The boy hurried through the central hall to the door of the study. Here he stopped, checked with his hands the veil of his turban and rearranged the folds of his robe. Then he breathed deeply in and out and touched the polished wood lightly with his knuckles. He listened for a moment, and then slipped cautiously into the room.

His master had turned his armchair to face the garden doors and sat slumped. The bizarre bird mask rested on his chest and it looked like he was asleep. The boy knew this attitude; it was a pose, like many other things about his master were not what they seemed. He waited until his presence was recognized.

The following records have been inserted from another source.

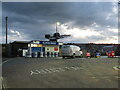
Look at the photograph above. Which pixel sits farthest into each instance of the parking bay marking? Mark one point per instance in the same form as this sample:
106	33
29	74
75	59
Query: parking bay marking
54	70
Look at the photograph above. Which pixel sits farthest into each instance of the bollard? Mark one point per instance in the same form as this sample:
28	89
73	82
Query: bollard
45	54
32	55
41	54
52	54
56	55
49	54
98	55
35	54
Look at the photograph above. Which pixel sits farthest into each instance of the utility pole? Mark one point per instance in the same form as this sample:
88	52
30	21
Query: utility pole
6	29
56	28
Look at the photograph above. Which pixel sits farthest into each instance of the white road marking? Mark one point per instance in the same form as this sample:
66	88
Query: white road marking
54	70
38	71
31	72
48	71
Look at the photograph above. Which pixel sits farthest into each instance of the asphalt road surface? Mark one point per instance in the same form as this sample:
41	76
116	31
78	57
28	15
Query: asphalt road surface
60	73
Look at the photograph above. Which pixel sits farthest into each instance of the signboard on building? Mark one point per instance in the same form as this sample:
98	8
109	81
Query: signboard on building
36	49
48	43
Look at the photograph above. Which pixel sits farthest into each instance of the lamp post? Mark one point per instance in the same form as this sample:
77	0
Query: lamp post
6	29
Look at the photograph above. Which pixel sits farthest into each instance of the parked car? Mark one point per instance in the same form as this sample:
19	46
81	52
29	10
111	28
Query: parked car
71	51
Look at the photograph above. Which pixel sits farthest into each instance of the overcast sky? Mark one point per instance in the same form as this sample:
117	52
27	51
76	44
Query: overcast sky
95	22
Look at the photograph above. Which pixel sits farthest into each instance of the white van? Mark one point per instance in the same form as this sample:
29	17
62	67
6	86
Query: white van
71	51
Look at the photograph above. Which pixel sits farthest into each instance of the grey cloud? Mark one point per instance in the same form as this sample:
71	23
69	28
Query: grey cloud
36	19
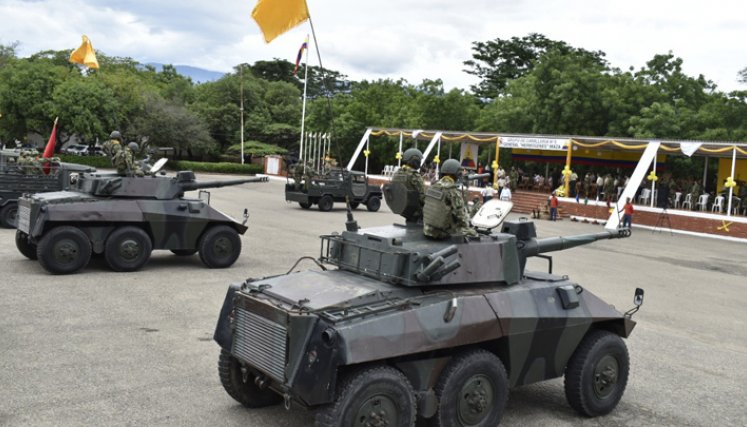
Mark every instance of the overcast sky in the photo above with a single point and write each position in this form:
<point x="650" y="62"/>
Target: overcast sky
<point x="411" y="39"/>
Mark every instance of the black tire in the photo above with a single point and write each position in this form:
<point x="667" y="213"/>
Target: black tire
<point x="326" y="203"/>
<point x="184" y="252"/>
<point x="64" y="250"/>
<point x="381" y="391"/>
<point x="373" y="204"/>
<point x="25" y="247"/>
<point x="219" y="246"/>
<point x="472" y="391"/>
<point x="9" y="215"/>
<point x="127" y="248"/>
<point x="244" y="392"/>
<point x="597" y="373"/>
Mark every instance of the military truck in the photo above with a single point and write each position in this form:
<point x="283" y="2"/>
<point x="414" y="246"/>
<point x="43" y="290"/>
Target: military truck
<point x="405" y="327"/>
<point x="124" y="218"/>
<point x="17" y="179"/>
<point x="335" y="186"/>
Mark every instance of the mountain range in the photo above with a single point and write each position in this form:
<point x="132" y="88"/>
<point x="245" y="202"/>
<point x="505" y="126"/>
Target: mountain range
<point x="198" y="75"/>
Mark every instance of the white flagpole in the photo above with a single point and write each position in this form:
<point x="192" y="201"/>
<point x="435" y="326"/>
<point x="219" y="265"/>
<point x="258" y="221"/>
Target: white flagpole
<point x="303" y="108"/>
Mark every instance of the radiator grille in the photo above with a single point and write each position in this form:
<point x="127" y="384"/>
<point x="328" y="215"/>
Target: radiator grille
<point x="261" y="343"/>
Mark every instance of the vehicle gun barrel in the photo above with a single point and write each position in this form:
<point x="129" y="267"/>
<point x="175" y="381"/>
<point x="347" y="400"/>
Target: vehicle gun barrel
<point x="194" y="185"/>
<point x="534" y="247"/>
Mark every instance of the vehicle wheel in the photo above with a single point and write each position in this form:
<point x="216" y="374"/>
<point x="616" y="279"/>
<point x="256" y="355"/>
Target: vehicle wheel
<point x="472" y="391"/>
<point x="326" y="203"/>
<point x="127" y="249"/>
<point x="377" y="396"/>
<point x="184" y="252"/>
<point x="64" y="250"/>
<point x="24" y="246"/>
<point x="219" y="246"/>
<point x="373" y="204"/>
<point x="242" y="388"/>
<point x="597" y="373"/>
<point x="8" y="215"/>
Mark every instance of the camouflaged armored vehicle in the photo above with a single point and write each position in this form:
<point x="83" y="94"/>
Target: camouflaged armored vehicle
<point x="335" y="186"/>
<point x="405" y="327"/>
<point x="124" y="218"/>
<point x="15" y="180"/>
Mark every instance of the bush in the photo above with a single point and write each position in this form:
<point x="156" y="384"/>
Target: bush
<point x="103" y="162"/>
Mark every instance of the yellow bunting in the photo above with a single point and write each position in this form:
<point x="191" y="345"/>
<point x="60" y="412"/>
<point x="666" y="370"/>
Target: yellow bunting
<point x="725" y="226"/>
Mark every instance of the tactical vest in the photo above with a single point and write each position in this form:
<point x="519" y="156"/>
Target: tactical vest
<point x="436" y="213"/>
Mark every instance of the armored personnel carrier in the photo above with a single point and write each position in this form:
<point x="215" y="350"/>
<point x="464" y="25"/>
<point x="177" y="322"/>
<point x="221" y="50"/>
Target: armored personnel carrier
<point x="125" y="218"/>
<point x="335" y="186"/>
<point x="405" y="327"/>
<point x="16" y="180"/>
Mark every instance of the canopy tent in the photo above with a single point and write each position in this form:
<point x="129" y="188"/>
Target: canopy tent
<point x="566" y="143"/>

‘Well,’ the Exhumyst asked, sooner than he expected.

‘There is news, sire,’ he said carefully. ‘Bad news.’

‘Bad news?’ The mask moved slightly and the boy knew the master looked at him.

‘Vasthul is dead.’


‘It appears that his reports were not always the full truth, sire,’ the boy said carefully.

‘He lied?’

‘Not exactly, sire. It’s more that he didn’t always tell everything. He had found a way to deceive Central. When he died, that spell broke and everything became clear.’

‘Tell me.’

The boy took a deep breath and told his master everything Vasthul had done over the last months. The failed ambushes, Sommab, the necromantrix at the cemetery, Neferestan and his armies, Sillaine’s almost-death.

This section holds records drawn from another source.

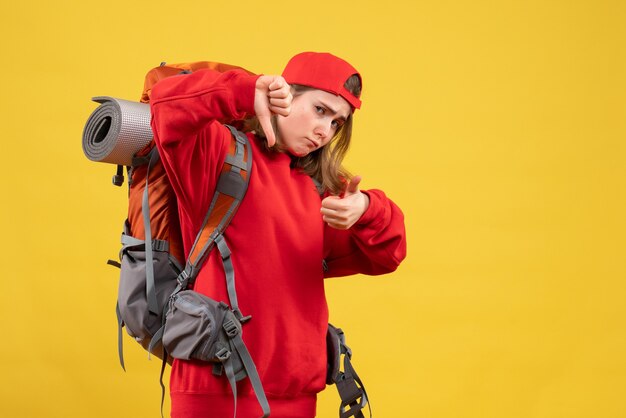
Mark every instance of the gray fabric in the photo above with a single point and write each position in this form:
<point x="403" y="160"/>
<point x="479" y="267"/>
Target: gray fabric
<point x="116" y="130"/>
<point x="229" y="271"/>
<point x="153" y="306"/>
<point x="193" y="328"/>
<point x="255" y="380"/>
<point x="140" y="323"/>
<point x="349" y="385"/>
<point x="120" y="324"/>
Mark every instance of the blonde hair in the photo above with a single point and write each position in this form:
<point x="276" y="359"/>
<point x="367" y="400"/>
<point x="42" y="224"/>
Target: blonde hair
<point x="325" y="164"/>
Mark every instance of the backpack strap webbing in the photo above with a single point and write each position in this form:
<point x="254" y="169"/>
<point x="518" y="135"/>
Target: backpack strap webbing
<point x="349" y="385"/>
<point x="230" y="190"/>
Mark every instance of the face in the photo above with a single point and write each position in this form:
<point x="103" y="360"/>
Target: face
<point x="315" y="117"/>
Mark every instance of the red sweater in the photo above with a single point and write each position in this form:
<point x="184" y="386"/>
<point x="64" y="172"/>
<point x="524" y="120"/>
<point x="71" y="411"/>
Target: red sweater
<point x="278" y="241"/>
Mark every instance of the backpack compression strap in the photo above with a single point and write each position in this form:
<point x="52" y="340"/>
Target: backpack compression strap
<point x="349" y="385"/>
<point x="230" y="190"/>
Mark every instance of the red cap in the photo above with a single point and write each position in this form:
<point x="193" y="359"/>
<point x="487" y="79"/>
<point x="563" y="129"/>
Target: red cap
<point x="323" y="71"/>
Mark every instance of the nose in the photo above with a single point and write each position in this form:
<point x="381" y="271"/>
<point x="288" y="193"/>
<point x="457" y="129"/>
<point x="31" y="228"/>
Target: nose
<point x="323" y="130"/>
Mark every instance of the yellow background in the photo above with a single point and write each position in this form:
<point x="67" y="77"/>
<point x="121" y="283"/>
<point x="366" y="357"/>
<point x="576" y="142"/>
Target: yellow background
<point x="498" y="127"/>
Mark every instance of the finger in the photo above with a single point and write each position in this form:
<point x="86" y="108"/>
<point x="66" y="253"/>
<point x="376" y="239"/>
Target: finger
<point x="332" y="202"/>
<point x="277" y="83"/>
<point x="353" y="186"/>
<point x="283" y="92"/>
<point x="266" y="125"/>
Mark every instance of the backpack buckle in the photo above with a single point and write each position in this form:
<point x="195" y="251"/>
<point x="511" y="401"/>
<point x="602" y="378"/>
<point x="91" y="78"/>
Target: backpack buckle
<point x="230" y="328"/>
<point x="242" y="319"/>
<point x="223" y="354"/>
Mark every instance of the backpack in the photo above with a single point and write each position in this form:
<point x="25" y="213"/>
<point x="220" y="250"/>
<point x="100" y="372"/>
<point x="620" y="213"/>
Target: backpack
<point x="154" y="303"/>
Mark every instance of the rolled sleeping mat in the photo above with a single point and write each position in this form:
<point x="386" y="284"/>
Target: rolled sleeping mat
<point x="116" y="130"/>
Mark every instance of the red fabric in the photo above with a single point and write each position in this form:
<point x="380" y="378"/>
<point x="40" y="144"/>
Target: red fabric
<point x="278" y="241"/>
<point x="323" y="71"/>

When he had finished, the Exhumyst sat motionless. ‘Vasthul. He had… all… in his hand,’ he whispered. He sat frozen, as if the enormity of Vasthul’s failure but slowly dawned on him. Then he sprang up from his chair, pulled his mask off and threw it into a corner. ‘He had everything!’ he screamed, his naked face contorted with an in-sane rage. ‘Hardingraud… The Last Prince… I would have given him all for those two things… the whole Order, power, gold, a royal crown. Everything, he would have had! But he bungled it. Fool! Cretin! Idiot!’ Blue sparks licked at his fingers as he paced back and forth. ‘Poltroon!’ He waved his hand and with a crash, the glass doors exploded. Lightning shot across the lawn, where the gardeners caught fire and died in terrible screams. ‘Oaf!’ Another bolt shattered the wall, the hall door and the guards at their posts.

The boy stared, appalled by his master’s madness. He didn’t care about the dead gardeners; they were but manipuuls, slaves. The lack of discipline, however, shocked him. He was trained as a Tareqqa assassin, an elite killer, and self-control was the prime directive. The second was that fear doesn’t exist. Fear does not exist. He repeated it again and again, like an incantation.

‘Blockhead!’ The Exhumyst turned his blue, crackling hand to the boy, who froze. Oh Gods, no! Then the hand lifted slightly, and with thundering violence, the ceiling came down. The rain rushed down in an icy deluge and formed pools in the precious carpets. The Exhumyst stood there, arms half raised, while the water fell without touching him. He snapped his fingers and the bird mask jumped from the ground back into his hand. With his face covered, his balance returned. Without heeding the havoc, he dropped into his armchair.

‘Get your things together,’ he said calmly. ‘We depart directly for the Mother Temple. It is time the Breedmaster puts his broods to work. Hardingraud thinks he is safe. Ha! We will overwhelm him with monsters. Hordes and hordes of monsters. We’ll kill his villages, make his roads impassable and put his people on the run. We’ll get you, Hardingraud! Your safety is but an illusion: the maurwolves come.’

The boy shuddered. ‘Your will, greatness,’ he said. His robe and veil were soaked, his boots squelched in the water and his thoughts milled around in disarray. What will he do now? Destroy Rhidauna? What good is a crown when the country is ruined? Silently he bowed and stepped over the debris and the wreckage of the study. The future had suddenly become deep black and threatening.